Still, it’s good that Scorsese doesn’t focus on the murders so much. Violence is kept to minimum, but it’s quick and shocking when it does occur, achieving maximum impact. Robbie Robertson’s string and drum-heavy score carries us through this remarkable true-crime epic that rumbles us through the hills and mountains of Oklahoma where the moonshiners lurk. The steady corruption, the rot in the gut of this cherished land is captured in stunning natural colors by cinematographer Rodrigo Prieto.
Killers of the Flower Moon is a complete, utterly masterful film that echoes the very birth of America. And it comes not without its share of potential drawbacks by having a White filmmaker tell this uniquely Native American story.

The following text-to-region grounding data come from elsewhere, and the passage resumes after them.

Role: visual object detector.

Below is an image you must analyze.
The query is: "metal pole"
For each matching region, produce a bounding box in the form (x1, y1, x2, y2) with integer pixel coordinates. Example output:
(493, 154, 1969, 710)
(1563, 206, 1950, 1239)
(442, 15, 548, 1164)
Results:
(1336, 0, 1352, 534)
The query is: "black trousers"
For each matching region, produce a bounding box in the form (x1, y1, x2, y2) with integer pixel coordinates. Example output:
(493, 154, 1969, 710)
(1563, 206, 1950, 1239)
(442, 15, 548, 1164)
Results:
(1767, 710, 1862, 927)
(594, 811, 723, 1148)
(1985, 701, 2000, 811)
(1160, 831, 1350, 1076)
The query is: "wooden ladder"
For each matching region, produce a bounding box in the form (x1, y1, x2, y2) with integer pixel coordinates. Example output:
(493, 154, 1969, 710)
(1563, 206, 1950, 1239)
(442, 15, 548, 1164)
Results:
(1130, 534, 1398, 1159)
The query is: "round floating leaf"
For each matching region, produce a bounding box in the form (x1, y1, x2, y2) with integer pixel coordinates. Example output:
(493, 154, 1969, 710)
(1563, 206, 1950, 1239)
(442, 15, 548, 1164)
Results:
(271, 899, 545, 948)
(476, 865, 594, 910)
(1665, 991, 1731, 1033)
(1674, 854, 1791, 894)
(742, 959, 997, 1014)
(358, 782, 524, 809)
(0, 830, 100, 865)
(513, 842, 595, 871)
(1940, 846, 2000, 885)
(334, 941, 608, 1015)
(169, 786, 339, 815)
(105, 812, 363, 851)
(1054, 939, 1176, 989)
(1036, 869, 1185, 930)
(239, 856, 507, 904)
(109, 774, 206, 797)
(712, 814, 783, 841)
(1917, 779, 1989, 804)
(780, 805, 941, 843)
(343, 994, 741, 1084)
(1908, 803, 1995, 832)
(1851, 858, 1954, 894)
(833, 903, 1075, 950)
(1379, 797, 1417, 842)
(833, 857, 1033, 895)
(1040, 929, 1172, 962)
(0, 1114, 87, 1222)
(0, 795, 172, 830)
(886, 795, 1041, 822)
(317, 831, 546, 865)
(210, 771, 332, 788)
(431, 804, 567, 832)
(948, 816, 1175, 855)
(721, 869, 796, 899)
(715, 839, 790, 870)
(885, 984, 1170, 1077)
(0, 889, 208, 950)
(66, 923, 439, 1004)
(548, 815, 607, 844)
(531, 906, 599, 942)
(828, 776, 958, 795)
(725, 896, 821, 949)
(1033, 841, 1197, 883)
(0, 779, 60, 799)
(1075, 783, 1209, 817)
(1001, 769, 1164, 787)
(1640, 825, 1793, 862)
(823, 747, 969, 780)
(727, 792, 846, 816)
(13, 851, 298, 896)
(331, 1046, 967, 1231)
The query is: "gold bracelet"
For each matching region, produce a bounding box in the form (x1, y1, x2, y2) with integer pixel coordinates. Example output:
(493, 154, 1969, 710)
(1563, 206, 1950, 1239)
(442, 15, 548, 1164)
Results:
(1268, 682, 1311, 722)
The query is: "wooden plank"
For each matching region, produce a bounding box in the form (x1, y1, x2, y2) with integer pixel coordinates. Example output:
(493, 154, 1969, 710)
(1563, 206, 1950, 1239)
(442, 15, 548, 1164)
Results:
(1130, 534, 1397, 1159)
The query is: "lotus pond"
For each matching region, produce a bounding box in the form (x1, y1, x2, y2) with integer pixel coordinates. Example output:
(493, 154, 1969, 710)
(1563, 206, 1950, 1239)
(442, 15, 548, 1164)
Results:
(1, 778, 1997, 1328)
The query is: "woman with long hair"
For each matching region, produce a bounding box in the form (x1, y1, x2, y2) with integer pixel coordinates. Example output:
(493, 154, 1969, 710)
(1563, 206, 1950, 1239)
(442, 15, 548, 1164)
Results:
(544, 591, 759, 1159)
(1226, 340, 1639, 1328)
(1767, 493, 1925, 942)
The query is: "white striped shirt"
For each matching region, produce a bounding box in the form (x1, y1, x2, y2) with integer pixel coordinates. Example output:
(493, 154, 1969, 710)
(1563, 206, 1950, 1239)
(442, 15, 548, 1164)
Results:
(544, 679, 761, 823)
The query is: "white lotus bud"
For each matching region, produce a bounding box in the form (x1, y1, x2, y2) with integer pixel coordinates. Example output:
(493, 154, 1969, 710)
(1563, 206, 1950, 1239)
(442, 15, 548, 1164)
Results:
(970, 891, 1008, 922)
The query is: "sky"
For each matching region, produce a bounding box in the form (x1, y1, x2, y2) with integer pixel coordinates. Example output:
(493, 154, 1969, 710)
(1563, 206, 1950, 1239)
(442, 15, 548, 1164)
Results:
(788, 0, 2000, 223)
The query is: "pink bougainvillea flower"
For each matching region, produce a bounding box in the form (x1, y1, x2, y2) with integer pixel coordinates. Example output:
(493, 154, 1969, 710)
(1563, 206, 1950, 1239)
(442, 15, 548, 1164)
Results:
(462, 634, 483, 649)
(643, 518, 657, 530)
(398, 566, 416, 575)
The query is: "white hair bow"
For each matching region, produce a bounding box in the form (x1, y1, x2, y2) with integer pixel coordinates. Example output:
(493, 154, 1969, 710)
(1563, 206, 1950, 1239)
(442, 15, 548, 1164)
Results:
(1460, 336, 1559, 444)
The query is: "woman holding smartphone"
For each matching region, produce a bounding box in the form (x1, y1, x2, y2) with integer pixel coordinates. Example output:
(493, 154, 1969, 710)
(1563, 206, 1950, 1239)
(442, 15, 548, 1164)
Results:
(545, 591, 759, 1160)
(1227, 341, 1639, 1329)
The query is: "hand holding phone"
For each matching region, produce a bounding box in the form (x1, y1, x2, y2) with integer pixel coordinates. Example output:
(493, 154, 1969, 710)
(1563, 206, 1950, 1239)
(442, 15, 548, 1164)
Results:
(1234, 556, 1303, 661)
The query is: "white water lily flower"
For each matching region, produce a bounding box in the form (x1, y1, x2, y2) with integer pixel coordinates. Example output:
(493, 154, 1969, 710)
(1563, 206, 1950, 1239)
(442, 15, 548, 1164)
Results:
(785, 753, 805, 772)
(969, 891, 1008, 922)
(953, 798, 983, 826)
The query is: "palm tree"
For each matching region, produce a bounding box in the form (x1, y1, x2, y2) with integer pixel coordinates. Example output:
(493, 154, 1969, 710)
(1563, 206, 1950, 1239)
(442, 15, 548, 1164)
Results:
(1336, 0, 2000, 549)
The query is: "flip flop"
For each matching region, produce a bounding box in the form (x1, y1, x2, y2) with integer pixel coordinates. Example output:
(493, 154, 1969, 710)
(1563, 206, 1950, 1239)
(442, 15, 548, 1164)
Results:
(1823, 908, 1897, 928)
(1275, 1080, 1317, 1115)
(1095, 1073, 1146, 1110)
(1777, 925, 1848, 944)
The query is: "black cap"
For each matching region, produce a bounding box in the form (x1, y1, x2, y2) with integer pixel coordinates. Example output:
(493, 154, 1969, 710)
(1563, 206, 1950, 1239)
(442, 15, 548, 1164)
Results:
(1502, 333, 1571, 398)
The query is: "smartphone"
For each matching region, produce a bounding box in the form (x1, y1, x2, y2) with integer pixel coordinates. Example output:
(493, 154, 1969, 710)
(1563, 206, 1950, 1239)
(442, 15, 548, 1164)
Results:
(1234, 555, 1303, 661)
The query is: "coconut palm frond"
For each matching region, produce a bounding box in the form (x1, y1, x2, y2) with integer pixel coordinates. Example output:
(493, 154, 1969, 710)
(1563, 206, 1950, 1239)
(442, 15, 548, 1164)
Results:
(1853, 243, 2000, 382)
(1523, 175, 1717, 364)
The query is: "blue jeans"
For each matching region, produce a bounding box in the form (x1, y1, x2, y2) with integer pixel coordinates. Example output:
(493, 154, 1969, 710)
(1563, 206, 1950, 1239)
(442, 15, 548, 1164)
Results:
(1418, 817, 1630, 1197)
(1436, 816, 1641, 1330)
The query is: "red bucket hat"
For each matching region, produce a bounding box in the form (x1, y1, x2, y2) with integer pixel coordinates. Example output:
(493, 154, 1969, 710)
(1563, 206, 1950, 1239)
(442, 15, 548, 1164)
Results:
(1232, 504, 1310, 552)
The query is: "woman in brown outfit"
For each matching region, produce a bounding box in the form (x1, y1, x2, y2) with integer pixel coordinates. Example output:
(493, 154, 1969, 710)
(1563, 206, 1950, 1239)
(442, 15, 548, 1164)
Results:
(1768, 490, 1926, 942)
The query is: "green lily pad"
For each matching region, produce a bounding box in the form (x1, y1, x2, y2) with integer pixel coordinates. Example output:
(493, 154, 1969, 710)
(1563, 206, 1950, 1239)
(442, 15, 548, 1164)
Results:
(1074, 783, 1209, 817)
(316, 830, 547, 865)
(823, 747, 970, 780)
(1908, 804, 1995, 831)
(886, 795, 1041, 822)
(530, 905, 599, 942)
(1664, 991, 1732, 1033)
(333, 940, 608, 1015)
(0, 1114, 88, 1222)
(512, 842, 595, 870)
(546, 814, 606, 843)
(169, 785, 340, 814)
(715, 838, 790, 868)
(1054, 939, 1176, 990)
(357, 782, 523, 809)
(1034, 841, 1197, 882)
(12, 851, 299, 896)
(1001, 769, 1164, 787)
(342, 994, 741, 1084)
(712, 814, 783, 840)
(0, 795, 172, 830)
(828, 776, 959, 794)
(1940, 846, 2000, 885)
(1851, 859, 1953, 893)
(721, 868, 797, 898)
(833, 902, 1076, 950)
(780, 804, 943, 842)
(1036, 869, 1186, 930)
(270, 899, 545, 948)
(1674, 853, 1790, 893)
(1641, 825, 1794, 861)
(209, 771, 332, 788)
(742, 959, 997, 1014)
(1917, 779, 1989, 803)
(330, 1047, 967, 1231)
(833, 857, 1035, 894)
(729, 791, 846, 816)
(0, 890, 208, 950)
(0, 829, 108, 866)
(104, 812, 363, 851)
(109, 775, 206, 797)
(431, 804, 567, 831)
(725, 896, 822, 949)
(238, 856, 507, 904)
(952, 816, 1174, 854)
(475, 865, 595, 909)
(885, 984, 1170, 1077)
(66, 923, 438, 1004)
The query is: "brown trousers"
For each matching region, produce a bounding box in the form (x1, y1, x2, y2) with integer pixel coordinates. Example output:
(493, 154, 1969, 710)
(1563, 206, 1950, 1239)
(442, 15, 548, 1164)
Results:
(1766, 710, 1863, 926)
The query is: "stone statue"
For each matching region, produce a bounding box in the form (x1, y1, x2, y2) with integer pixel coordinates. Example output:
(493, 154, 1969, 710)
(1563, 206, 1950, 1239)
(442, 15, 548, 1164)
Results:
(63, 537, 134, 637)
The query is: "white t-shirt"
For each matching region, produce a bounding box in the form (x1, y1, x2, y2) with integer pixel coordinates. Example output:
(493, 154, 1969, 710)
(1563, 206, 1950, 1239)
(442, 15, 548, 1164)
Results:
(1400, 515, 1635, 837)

But Scorsese is clever indeed, framing the film around a fictional true crime radio serial, with white actors humiliatingly acting out the tribal roles while voices we know and respect pay final homage to the Osage who stood like warriors against the tide of violence and corruption that would infect this country. I’ve been down on Scorsese of late; the combined 200+ dull hours of Silence and The Irishman will do that, but Killers of the Flower Moon shows that he is still a filmmaker in full control and at the top of his game on every level.
Apple releases Killers of the Flower Moon into theaters on October 20th.